While I am a fan of the art of knife throwing I’m never entirely sure about how to answer this question as it really depends on what you expect from a throwing knife.
Based on what Hollywood generally shows (and what a lot of beginners have in mind when they start) throwing knives are probably not a good choice for self-defense.
While you absolutely can do damage to someone throwing a knife at them (practice responsibly folks) and it really doesn’t take that much practice to get fairly accurate at getting a throwing knife to stick in the target – judging the distance is usually the tricky part.
I love knife throwing. I think it’s a fantastic sport and hobby but I wouldn’t expect them to work in a zombie apocalypse or an emergency situation. They could do the job – but so could a rock from the ground and unless you’re really practicing at different ranges you’re probably going to be more accurate with the rock.
Are Throwing Knives Good for Self Defense?
Avoid the legality side of things (because that should factor into using a throwing knife for self-defense but I don’t know where you are) at a push they could work.
But it’s probably not going to be a good idea. At best, it’s going to be highly situational.
Someone experienced with the hobby will land a good deal of shots consistently however unless you hit something incredibly important your attacker isn’t going to be immediately stopped and (unlike archery for example) your attacker now has another weapon to use against you.
They’re probably inexperienced at throwing a knife but I still wouldn’t want to give them the extra edge. Literally.
There are situations where I can see throwing knives being effective for self-defense but in most situations, you’re probably better to run.

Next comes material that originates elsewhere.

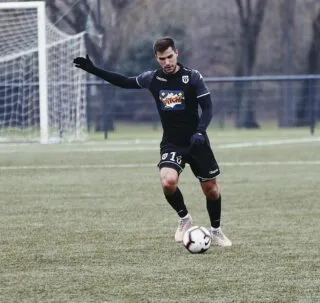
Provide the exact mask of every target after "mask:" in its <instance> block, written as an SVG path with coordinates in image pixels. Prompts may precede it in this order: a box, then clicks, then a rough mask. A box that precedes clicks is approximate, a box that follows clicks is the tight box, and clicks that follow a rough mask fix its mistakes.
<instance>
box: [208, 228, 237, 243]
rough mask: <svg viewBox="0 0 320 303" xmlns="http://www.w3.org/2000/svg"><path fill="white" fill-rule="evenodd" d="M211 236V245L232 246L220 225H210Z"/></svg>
mask: <svg viewBox="0 0 320 303" xmlns="http://www.w3.org/2000/svg"><path fill="white" fill-rule="evenodd" d="M211 237H212V245H216V246H223V247H226V246H232V242H231V241H230V240H229V239H228V238H227V236H226V235H225V234H224V233H223V232H222V229H221V227H218V228H212V227H211Z"/></svg>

Are Throwing Knives Impractical?
In the hands of practiced knife throwers, they’re effective at various ranges, they’re small and easy to transport so I wouldn’t say they’re impractical… but it does depend on what you’re looking to do with them.
Compared to a gun (for example) they’re pretty impractical. Once you throw them you’re probably going to want your knife back but if you are able to collect it again – you don’t have to deal with ammo limits or the noise.

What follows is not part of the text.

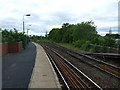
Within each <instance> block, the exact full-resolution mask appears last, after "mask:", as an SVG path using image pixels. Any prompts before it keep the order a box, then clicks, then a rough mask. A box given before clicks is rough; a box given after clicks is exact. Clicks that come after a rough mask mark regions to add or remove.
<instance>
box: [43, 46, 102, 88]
mask: <svg viewBox="0 0 120 90" xmlns="http://www.w3.org/2000/svg"><path fill="white" fill-rule="evenodd" d="M41 45H42V46H43V48H44V49H45V51H46V53H47V55H48V56H49V58H50V60H51V62H52V63H53V64H54V66H55V67H56V69H57V70H58V72H59V74H60V75H61V78H62V79H63V81H64V83H65V85H66V87H67V89H69V90H70V89H71V88H72V89H75V88H77V89H84V90H86V89H87V90H89V89H101V90H102V88H101V87H100V86H98V85H97V84H96V83H95V82H94V81H93V80H91V79H90V78H89V77H88V76H86V75H85V74H84V73H83V72H81V71H80V70H79V69H78V68H76V67H75V66H74V65H73V64H71V63H70V62H69V61H68V60H67V59H65V58H64V57H62V56H61V55H60V54H59V53H57V52H56V51H54V50H53V49H52V48H49V47H47V46H46V45H43V44H41Z"/></svg>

They are not what you see in some Hollywood movies of a perfectly balanced knife flying through a dozen trees to land perfectly every single time.
For something like hunting again they could work but unless you have a specific need for knives then there are plenty of better options out there that probably don’t require as much practice to be efficient.
This all said none of it prevents me from practicing my knife throwing. It can still be a handy skill to have once you are proficient and accurate and it’s a whole lot of fun.
Are Throwing Knives Sharp?
A throwing knife should almost never be sharp in the way a normal knife is. You want a sharp pointed tip on the end for hitting the target but you want fairly blunted edges for actual throwing.
You could technically try and throw any knife but if you look at something like the SOG Fling knives there’s a clear difference between that and a butter knife. The edges need to be smooth so they don’t cut your hands but the edges are not supposed to hit the target – the pointed tip is.
Some throwing knives
You could throw a sharp knife and you probably have a better chance of hitting a target that way since a near-miss might still hit the edge but you absolutely run the risk of hurting yourself and that’s not good practice. Especially with some of the heavier knives, you don’t want sharp edges for throwing.
The rest of the knife is designed for balance.